Coração em chamas

Foto: Antonio Chac/Flickr

O amanhecer se tornou uma fábula de fogo. Quando o tempo vai transformando o frio da madrugada escura no calor implacável que vem com a aurora, surge em mim um sentimento novo, que vai corando meu corpo como um calafrio.

Não tem nada de mágico. Essa história tem fundo sexual e soa desinteressante para menores de 18 anos.

Mas há aqui dois animais, no melhor sentido da palavra. Ambos embolam-se na grama do deleite, não existe presa nem predador.

Cada um que use seus braços e genitálias, porque o sol vem inclemente.

Essa fábula existiu depois de uma longa diáspora.

Os dois animais, um casal, deixaram seu habitat, que era desordem em si, para viver no mundo hostil, onde até a aurora tem sabor de espelho. E não deixa ninguém em paz.
Não que a partida fosse consenso. Ele e ela se chocaram com seus mundos particulares. Há um estado de caos no coração de cada um. Pontos soltos, cadarços desamarrados que podem derruba-los na próxima esquina.

Ela tinha uma memória eloquente para a idade. Um coração enorme, que me provocava certo embaraço. Um rapaz minúsculo observando absorto os olhos da Esfinge. Havia uma reticência no seu olhar, apesar de haver uma pistola na sua mão voluptuosa. Que balas? Qual é o alvo? Quede impulso para puxar o gatilho?

Ele tinha um espírito apaixonado e diáfano. Situações sempre por fazer, por estar sempre derivando. Como se tudo fosse a primeira vez. E no entanto, havia abandonado rochas em busca de um caminho mais elevado. Mas era tudo cascalho, brita. Quem sabe o que pode acontecer?
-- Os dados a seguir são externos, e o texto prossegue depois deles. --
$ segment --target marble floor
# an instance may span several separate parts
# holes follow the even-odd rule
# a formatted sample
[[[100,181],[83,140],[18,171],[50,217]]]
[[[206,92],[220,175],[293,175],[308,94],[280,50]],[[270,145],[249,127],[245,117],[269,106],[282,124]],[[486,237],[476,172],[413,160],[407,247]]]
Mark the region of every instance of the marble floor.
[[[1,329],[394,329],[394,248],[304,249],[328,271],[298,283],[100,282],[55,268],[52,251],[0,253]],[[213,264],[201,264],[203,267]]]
No início da manhã, esses dois animais se cruzaram num eclipse de corpos. A luz do sol vai desvelando um desejo reprimido pelas circunstâncias. No jogo de lençóis e travesseiros, alguém põe o ouvido na porta do quarto. Ouve gemidos, suspiros impunes.
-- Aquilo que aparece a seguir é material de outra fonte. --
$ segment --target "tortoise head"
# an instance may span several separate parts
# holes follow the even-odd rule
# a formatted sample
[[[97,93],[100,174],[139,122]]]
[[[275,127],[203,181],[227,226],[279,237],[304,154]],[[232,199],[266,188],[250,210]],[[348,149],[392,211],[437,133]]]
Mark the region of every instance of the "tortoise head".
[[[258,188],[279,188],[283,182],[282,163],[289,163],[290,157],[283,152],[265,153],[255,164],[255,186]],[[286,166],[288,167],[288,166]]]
Como se eu estivesse numa viagem, alguém me atirasse do alto da ponte. O rio é largo, meus braços ganham cada vez mais força, tenho tudo aquilo por explorar. Aquele outro ser é o mar, me faz flutuar, mas tem vez que me sacode como ondas ferozes. Um náufrago qualquer? Tenho o sentimento bem guardado, a salvo de molhar.
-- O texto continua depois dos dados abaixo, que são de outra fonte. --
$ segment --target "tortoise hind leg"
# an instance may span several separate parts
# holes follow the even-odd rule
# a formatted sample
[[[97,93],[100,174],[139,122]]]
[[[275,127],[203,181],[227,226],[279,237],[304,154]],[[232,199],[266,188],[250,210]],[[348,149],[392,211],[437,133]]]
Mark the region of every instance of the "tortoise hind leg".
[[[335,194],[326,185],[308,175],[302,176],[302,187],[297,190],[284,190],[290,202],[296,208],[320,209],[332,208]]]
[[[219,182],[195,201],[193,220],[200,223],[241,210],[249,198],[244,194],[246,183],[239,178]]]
Mas para que seguranças? Ser como flores, num jardim gelado? A luz do sol vem, mas para outras histórias de amor, que não sejam fotossínteses. A fábula de fogo vinha constantemente, como uma névoa espalhada pelo mundo. Pelas ruas, nos espaços entre as pessoas, estávamos lá, eu e ela, deitados, nos beijando no asfalto. Os cães me mordiam, meu corpo escarnecido. Quede o cerne? Quede a força própria? Estava lá adormecida, como um diamante envolto na estopa. As nuvens de sangue se espalhavam sobre o céu lilás. Em questão de minuto, o negro se transmutava na aquarela violenta. As ondas do mar se chocava nos arrecifes. Minha ferida suja de areia, eu já havia afugentado todos os fantasmas. Do chão, ela lançou os braços na minha nuca, enlaçando meu pescoço, para uma penetração mais forte. Como uma espada. E escorria pela areia, em cor espessa.
Eis um espasmo naquela hora, meu coração ensaiou de parar, procurei os lados, numa vertigem. Mas o mundo acontecia ali, naquela hora. Adormeci nos peitos dela. Longamente.

Eu era cego de nascença e não sabia. Agora, a metáfora era luz de sol, que esteve sempre comigo, porque o universo não nubla. Cada um carrega seu coração, passível da libertinagem. Com roupas rasgadas, subi a escadaria que dava para a orla. Tomei o primeiro ônibus, sentei no fundo. Pelo vidro traseiro, vi a montanha vermelha voltando para seu lugar.